The situation appears tough for the public electricity utility outfit Eskom.
On Wednesday evening, Eskom issued a warning that it is experiencing “severe generation capacity challenges” and that stage 2 load shedding will continue on Thursday.
“In order to protect the power system from a total collapse or blackout and having taken into account all the recovery efforts currently being implemented, our prognosis for tomorrow (Thursday) is that stage 2 rotational loadshedding will be implemented from 09:00 to 23:00,” Eskom acting CEO Jabu Mabuza said in a statement.

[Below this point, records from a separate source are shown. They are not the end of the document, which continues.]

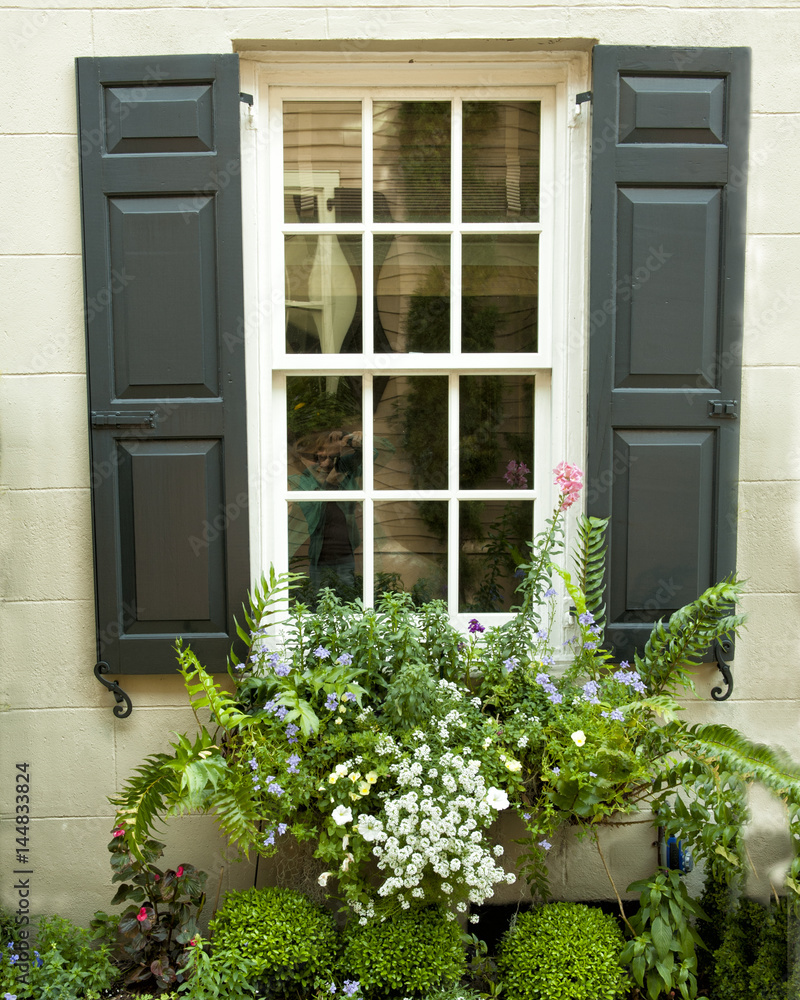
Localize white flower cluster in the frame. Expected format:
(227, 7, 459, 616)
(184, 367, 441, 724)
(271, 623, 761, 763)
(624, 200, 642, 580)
(370, 745, 515, 908)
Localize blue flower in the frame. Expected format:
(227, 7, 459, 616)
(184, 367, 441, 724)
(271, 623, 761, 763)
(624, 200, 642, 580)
(287, 754, 301, 774)
(610, 708, 625, 722)
(503, 657, 518, 673)
(268, 782, 284, 796)
(544, 587, 557, 598)
(249, 757, 258, 770)
(547, 691, 563, 705)
(589, 771, 597, 777)
(315, 646, 331, 659)
(578, 611, 595, 625)
(583, 641, 597, 650)
(277, 823, 288, 835)
(328, 985, 337, 995)
(522, 812, 531, 820)
(325, 692, 339, 711)
(343, 981, 361, 997)
(535, 629, 548, 640)
(286, 722, 300, 739)
(535, 672, 551, 686)
(274, 662, 291, 677)
(337, 652, 354, 666)
(264, 831, 275, 846)
(551, 766, 560, 775)
(539, 839, 552, 851)
(468, 619, 485, 634)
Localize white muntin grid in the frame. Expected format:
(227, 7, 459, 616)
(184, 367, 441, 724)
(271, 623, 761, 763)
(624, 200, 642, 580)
(245, 57, 583, 627)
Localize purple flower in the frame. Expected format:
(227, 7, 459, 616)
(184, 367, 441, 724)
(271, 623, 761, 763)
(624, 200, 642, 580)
(544, 587, 557, 598)
(539, 839, 551, 851)
(274, 661, 291, 677)
(578, 611, 595, 626)
(286, 722, 300, 738)
(315, 646, 331, 659)
(547, 691, 563, 705)
(268, 782, 284, 796)
(582, 680, 600, 704)
(583, 641, 597, 650)
(468, 619, 485, 634)
(535, 672, 551, 686)
(342, 981, 361, 997)
(522, 812, 531, 820)
(535, 629, 548, 640)
(503, 657, 518, 673)
(342, 691, 356, 702)
(504, 459, 531, 489)
(287, 753, 301, 774)
(325, 692, 339, 711)
(275, 706, 289, 721)
(610, 708, 624, 722)
(328, 986, 337, 995)
(253, 783, 261, 791)
(249, 757, 258, 770)
(337, 652, 354, 666)
(542, 655, 555, 667)
(551, 766, 560, 775)
(589, 771, 597, 778)
(277, 823, 288, 835)
(264, 831, 275, 846)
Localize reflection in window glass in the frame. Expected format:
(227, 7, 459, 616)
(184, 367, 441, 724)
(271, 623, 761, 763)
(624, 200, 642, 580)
(462, 235, 538, 353)
(462, 102, 540, 223)
(375, 501, 447, 605)
(373, 101, 451, 222)
(286, 376, 363, 490)
(459, 500, 533, 613)
(374, 235, 450, 354)
(283, 102, 362, 224)
(373, 375, 448, 491)
(285, 235, 362, 354)
(459, 374, 534, 490)
(289, 500, 363, 607)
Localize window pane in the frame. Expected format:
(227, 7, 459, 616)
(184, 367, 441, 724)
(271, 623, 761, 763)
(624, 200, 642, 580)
(283, 101, 362, 223)
(462, 235, 538, 353)
(285, 235, 362, 354)
(375, 501, 448, 604)
(289, 500, 363, 606)
(459, 374, 534, 490)
(287, 376, 363, 490)
(373, 101, 451, 222)
(462, 101, 540, 223)
(374, 235, 450, 353)
(373, 375, 448, 490)
(459, 500, 533, 613)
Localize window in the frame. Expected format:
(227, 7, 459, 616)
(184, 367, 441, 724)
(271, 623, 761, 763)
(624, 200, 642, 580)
(246, 56, 588, 625)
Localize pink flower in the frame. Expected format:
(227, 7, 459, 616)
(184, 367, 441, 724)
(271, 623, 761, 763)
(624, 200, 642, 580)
(504, 459, 530, 489)
(553, 461, 583, 511)
(112, 828, 124, 838)
(176, 866, 184, 877)
(153, 874, 160, 881)
(136, 907, 148, 922)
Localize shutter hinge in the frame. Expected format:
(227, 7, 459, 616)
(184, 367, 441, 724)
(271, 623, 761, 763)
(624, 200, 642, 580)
(708, 400, 738, 419)
(91, 410, 156, 429)
(239, 92, 254, 106)
(575, 91, 592, 105)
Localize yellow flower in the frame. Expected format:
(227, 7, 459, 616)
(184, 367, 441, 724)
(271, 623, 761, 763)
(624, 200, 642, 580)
(571, 730, 587, 747)
(335, 718, 343, 725)
(504, 758, 522, 772)
(328, 773, 338, 784)
(358, 782, 370, 795)
(366, 771, 378, 784)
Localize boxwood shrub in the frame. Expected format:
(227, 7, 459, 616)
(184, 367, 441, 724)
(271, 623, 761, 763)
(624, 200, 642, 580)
(342, 905, 465, 998)
(208, 887, 338, 996)
(497, 902, 629, 1000)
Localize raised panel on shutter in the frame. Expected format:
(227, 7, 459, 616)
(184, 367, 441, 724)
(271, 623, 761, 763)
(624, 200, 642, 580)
(588, 46, 750, 662)
(78, 55, 248, 676)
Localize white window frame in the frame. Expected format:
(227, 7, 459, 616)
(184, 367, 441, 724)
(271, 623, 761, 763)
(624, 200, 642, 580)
(240, 50, 591, 630)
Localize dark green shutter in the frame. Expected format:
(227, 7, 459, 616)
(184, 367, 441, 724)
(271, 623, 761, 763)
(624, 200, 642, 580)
(77, 55, 249, 674)
(587, 46, 750, 661)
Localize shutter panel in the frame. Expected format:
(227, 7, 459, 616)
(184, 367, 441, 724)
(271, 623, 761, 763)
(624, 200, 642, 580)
(587, 46, 750, 661)
(77, 55, 249, 674)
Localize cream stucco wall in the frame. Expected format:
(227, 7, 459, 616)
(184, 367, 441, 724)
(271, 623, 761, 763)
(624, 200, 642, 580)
(0, 0, 799, 929)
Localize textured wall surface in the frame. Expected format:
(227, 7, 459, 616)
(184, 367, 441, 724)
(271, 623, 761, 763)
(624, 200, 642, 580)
(0, 0, 798, 927)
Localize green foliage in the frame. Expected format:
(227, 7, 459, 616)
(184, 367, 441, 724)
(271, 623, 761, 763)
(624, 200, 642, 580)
(710, 897, 790, 1000)
(9, 915, 117, 1000)
(571, 515, 609, 631)
(177, 934, 259, 999)
(342, 905, 465, 998)
(635, 579, 744, 696)
(696, 859, 733, 980)
(621, 869, 707, 1000)
(209, 887, 338, 997)
(107, 830, 207, 990)
(497, 902, 629, 1000)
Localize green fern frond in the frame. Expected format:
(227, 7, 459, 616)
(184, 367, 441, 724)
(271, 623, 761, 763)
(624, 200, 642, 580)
(636, 578, 745, 694)
(229, 568, 305, 674)
(208, 774, 262, 854)
(682, 723, 800, 800)
(111, 753, 183, 861)
(178, 643, 255, 731)
(572, 515, 609, 628)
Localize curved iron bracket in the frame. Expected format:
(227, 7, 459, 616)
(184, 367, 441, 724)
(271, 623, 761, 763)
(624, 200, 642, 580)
(710, 638, 734, 702)
(94, 662, 133, 718)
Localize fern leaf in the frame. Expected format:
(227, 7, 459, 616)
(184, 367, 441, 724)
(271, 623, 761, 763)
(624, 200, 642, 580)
(572, 515, 609, 628)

“We are hopeful that the early warning will assist businesses including the Department of Education to plan accordingly,” Mabuza added. Earlier, the Department of Basic Education said the power disruptions are “extremely unfortunate” as it coincides with the start of the matric exams. On Wednesday, exams were scheduled for subjects (Computer Applications Technology and Information Technology) that required electricity.

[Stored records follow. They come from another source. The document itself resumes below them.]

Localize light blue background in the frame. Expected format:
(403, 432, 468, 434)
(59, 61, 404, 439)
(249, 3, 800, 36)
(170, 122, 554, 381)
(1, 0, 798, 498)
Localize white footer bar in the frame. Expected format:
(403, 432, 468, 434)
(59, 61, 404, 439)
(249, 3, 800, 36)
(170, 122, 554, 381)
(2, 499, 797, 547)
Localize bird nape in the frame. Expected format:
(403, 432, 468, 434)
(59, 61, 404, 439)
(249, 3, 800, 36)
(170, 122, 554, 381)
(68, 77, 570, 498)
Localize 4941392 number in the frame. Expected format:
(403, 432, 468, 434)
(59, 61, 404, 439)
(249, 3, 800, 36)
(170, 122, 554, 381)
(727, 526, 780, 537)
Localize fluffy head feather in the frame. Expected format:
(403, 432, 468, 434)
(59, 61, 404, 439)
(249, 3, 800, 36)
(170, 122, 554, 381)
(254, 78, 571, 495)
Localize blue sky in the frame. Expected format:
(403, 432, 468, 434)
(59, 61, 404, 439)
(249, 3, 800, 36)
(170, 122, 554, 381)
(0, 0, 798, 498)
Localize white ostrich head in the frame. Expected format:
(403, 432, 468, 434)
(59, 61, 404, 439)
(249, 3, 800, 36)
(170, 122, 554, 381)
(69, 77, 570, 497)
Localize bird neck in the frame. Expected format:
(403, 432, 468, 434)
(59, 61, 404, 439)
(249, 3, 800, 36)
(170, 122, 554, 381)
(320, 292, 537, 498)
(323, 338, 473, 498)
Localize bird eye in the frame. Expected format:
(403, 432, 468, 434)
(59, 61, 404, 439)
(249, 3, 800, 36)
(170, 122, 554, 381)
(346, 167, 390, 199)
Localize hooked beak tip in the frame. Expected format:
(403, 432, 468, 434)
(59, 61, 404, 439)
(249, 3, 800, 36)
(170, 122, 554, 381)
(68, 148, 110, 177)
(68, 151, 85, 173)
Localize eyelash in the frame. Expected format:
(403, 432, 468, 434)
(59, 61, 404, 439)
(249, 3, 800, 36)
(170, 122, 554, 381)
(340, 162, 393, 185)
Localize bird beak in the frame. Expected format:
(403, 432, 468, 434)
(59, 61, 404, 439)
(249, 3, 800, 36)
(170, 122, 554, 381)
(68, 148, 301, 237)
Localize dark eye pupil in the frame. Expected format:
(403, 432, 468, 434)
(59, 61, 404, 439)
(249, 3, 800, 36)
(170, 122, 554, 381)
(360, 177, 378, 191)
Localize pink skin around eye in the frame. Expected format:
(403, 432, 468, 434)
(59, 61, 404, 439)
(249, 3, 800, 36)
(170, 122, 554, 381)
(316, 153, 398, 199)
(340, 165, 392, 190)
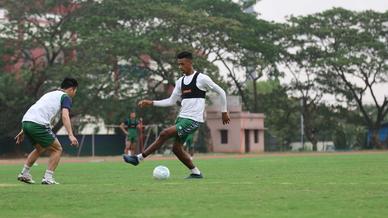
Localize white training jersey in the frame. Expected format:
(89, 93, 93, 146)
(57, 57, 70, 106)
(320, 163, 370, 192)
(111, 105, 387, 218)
(22, 90, 72, 126)
(153, 72, 227, 122)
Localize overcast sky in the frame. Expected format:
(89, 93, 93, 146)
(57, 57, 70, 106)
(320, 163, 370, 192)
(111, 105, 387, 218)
(251, 0, 388, 104)
(255, 0, 388, 22)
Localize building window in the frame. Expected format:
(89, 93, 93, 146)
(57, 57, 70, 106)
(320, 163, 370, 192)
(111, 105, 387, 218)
(254, 130, 259, 143)
(220, 130, 228, 144)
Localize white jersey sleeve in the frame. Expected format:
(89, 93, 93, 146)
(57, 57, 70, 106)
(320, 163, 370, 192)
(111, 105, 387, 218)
(153, 78, 182, 107)
(197, 74, 227, 112)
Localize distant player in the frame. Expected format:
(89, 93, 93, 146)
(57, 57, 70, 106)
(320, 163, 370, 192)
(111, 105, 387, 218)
(123, 51, 230, 179)
(119, 112, 140, 155)
(184, 133, 195, 159)
(15, 77, 79, 185)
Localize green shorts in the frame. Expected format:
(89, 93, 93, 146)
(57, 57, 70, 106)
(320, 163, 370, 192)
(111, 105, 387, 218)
(127, 128, 138, 143)
(185, 133, 194, 149)
(22, 121, 56, 147)
(175, 117, 201, 143)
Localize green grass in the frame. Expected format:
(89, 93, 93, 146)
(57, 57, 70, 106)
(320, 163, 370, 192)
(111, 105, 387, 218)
(1, 153, 388, 218)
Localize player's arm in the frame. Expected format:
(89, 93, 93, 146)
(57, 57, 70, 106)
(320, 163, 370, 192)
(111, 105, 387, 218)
(138, 80, 181, 108)
(60, 95, 78, 146)
(201, 75, 230, 125)
(119, 122, 128, 135)
(136, 119, 143, 131)
(15, 129, 24, 144)
(62, 108, 78, 147)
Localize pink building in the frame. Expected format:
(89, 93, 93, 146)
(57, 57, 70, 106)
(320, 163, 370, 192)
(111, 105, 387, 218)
(206, 96, 265, 153)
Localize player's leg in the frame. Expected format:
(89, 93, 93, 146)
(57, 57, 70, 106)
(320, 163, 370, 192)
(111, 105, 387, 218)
(129, 136, 136, 155)
(123, 126, 177, 165)
(186, 135, 194, 158)
(124, 140, 131, 155)
(25, 145, 46, 167)
(18, 121, 50, 184)
(172, 140, 194, 169)
(189, 147, 194, 158)
(42, 139, 62, 185)
(173, 118, 202, 178)
(173, 138, 202, 179)
(18, 144, 46, 184)
(46, 139, 63, 171)
(143, 126, 177, 157)
(129, 142, 135, 155)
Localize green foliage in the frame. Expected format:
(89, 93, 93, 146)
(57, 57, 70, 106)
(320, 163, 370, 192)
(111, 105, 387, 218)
(0, 71, 36, 138)
(284, 8, 388, 147)
(1, 0, 274, 142)
(245, 80, 300, 147)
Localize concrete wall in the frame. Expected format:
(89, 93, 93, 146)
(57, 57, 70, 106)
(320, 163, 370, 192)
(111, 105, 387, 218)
(207, 111, 265, 153)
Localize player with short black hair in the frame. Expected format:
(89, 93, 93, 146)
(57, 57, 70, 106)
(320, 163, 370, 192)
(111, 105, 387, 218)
(15, 77, 79, 185)
(124, 51, 230, 179)
(61, 77, 78, 89)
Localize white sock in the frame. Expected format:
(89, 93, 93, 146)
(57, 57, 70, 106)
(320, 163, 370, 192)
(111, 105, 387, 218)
(21, 164, 30, 175)
(127, 151, 132, 155)
(137, 154, 144, 162)
(191, 167, 201, 175)
(44, 170, 54, 180)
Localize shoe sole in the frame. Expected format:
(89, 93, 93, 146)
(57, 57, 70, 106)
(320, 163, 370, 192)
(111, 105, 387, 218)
(185, 174, 204, 179)
(17, 177, 35, 184)
(123, 155, 139, 166)
(41, 181, 59, 185)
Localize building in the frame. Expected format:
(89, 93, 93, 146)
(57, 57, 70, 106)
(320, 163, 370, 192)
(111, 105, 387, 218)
(206, 96, 265, 153)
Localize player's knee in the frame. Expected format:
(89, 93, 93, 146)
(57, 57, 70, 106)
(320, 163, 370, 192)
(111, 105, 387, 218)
(51, 143, 62, 154)
(54, 145, 63, 154)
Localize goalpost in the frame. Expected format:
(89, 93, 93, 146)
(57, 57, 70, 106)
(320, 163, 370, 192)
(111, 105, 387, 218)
(76, 124, 160, 157)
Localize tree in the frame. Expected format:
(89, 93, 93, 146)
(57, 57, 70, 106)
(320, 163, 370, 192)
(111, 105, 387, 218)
(288, 8, 388, 148)
(250, 80, 300, 149)
(279, 19, 329, 151)
(1, 0, 280, 153)
(179, 0, 281, 111)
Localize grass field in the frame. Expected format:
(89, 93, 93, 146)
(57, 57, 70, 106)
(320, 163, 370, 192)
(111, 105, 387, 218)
(1, 152, 388, 218)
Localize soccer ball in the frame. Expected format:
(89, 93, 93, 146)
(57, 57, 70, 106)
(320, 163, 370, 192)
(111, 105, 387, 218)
(153, 165, 170, 180)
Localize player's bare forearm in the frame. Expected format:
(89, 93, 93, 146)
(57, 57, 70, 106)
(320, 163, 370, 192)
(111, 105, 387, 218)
(14, 129, 24, 144)
(62, 108, 79, 146)
(119, 123, 128, 134)
(62, 109, 74, 136)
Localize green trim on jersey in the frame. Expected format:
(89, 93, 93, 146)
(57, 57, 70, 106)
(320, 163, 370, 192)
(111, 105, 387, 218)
(22, 121, 56, 147)
(60, 93, 68, 104)
(175, 117, 200, 143)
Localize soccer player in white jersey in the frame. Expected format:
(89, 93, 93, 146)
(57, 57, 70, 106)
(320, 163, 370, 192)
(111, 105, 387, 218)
(123, 51, 230, 179)
(14, 77, 79, 185)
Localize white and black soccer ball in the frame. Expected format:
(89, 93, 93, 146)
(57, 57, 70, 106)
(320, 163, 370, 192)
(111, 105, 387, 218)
(153, 165, 170, 180)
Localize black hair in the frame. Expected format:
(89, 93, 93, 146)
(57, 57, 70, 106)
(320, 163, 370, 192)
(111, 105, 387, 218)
(61, 77, 78, 89)
(176, 51, 193, 60)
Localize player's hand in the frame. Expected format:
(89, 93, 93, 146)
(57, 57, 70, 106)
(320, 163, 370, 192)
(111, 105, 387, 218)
(138, 100, 153, 108)
(14, 130, 24, 144)
(69, 135, 79, 147)
(222, 112, 230, 125)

Eskom has blamed the load shedding on five power-generating units that were not in use due to boiler tube leaks. On Wednesday night, Mabuza said that some of these units have already returned to service.

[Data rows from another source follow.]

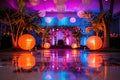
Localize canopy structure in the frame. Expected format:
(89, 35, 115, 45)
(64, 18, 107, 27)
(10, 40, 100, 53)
(0, 0, 120, 15)
(0, 0, 120, 49)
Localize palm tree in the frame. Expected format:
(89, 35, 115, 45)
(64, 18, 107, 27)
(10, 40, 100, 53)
(86, 11, 110, 49)
(72, 27, 82, 47)
(86, 0, 114, 49)
(0, 0, 41, 48)
(98, 0, 114, 49)
(88, 12, 105, 36)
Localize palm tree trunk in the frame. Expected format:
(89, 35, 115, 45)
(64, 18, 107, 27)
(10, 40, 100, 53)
(11, 34, 18, 48)
(98, 0, 107, 48)
(103, 0, 114, 48)
(6, 12, 19, 48)
(98, 0, 114, 49)
(102, 18, 109, 48)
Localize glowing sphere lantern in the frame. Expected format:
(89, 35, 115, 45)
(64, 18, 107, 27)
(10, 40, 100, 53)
(29, 0, 40, 6)
(70, 17, 76, 23)
(87, 54, 103, 68)
(54, 0, 67, 4)
(44, 43, 50, 49)
(18, 34, 36, 50)
(46, 17, 52, 23)
(86, 36, 102, 50)
(77, 10, 85, 18)
(71, 43, 78, 49)
(54, 0, 58, 4)
(18, 53, 35, 70)
(56, 4, 66, 12)
(82, 0, 92, 6)
(38, 11, 46, 17)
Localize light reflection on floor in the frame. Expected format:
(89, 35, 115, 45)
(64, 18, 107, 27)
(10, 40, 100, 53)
(0, 49, 120, 80)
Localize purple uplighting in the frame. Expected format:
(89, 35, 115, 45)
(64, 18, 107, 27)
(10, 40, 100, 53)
(45, 74, 52, 79)
(66, 38, 70, 45)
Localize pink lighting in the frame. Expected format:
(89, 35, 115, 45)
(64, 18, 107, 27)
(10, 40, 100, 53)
(82, 0, 92, 6)
(66, 53, 70, 59)
(70, 17, 76, 23)
(56, 31, 64, 43)
(54, 0, 67, 4)
(52, 65, 55, 69)
(66, 38, 69, 45)
(38, 11, 46, 17)
(77, 10, 85, 18)
(46, 74, 52, 79)
(46, 17, 52, 23)
(57, 14, 64, 20)
(51, 36, 55, 45)
(24, 0, 120, 14)
(56, 4, 66, 12)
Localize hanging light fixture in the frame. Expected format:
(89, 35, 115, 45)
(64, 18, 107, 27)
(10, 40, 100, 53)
(29, 0, 40, 6)
(82, 0, 92, 6)
(70, 17, 76, 23)
(53, 0, 67, 4)
(54, 0, 67, 12)
(38, 11, 46, 17)
(77, 10, 85, 18)
(56, 3, 66, 12)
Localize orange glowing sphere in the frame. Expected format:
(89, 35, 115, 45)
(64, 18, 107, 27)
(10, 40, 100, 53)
(72, 50, 79, 57)
(86, 36, 102, 50)
(71, 43, 78, 49)
(43, 50, 51, 57)
(18, 53, 36, 70)
(18, 34, 36, 50)
(44, 43, 50, 49)
(87, 54, 103, 68)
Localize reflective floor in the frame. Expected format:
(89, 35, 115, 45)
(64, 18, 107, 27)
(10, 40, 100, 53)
(0, 49, 120, 80)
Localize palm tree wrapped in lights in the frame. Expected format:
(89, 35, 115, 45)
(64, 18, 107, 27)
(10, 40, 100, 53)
(0, 0, 41, 48)
(72, 27, 82, 48)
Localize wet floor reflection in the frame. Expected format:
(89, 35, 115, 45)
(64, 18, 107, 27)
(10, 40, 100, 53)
(0, 49, 120, 80)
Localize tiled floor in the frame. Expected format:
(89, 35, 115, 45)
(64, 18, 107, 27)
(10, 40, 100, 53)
(0, 49, 120, 80)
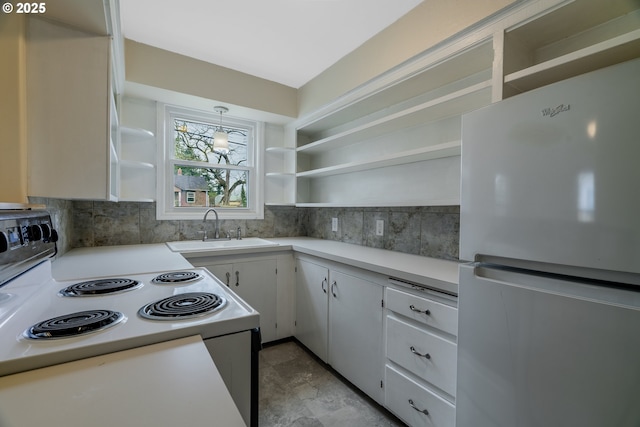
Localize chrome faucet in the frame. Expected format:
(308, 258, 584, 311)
(203, 208, 220, 241)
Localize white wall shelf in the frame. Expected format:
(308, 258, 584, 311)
(297, 141, 460, 179)
(264, 124, 296, 206)
(297, 81, 490, 156)
(119, 97, 158, 202)
(502, 0, 640, 96)
(120, 160, 155, 170)
(121, 126, 155, 141)
(293, 37, 493, 207)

Apart from those outages, the conveyor feeding coal from Exxaro’s Grootegeluk mine to the Medupi power station in Lephalale, Limpopo, broke down on Saturday. It’s still not working and Medupi is running at a third of its capacity.
Coal is being manually fed to Medupi while Eskom looks for a permanent solution to the failure, Mabuza said.
Since Saturday, Eskom has been relying on open cycle gas turbines “extensively” to make up for the electricity shortfall. But the diesel stocks that fuel these turbines were running low, which contributed to the load shedding.
On Wednesday, Eskom received additional diesel supplies. It is comfortable that it can build the necessary diesel and water reserves (for pumped storage hydro electrical plants) to acceptable levels, Mabuza said.
Eskom chief operations officer Jan Oberholzer told talk radio station 702 that load shedding could continue for the next week.
On Wednesday night, UCT professor Anton Eberhard, a member of President Cyril Ramaphosa’s task team on Eskom, tweeted that cabinet approved the Integrated Resource Plan and that it will likely be gazetted on Friday.
The IRP will outline details on SA’s future energy mix, and could include the decommissioning of coal power stations and the growth of renewable energy. It is expected to be based, largely, on a draft plan published for comment in 2018.
South Africa’s Mineral Resources and Energy Minister – Gwede Mantashe – has confirmed that the new IRP electricity plan was approved by Cabinet today and likely will be gazetted on Friday.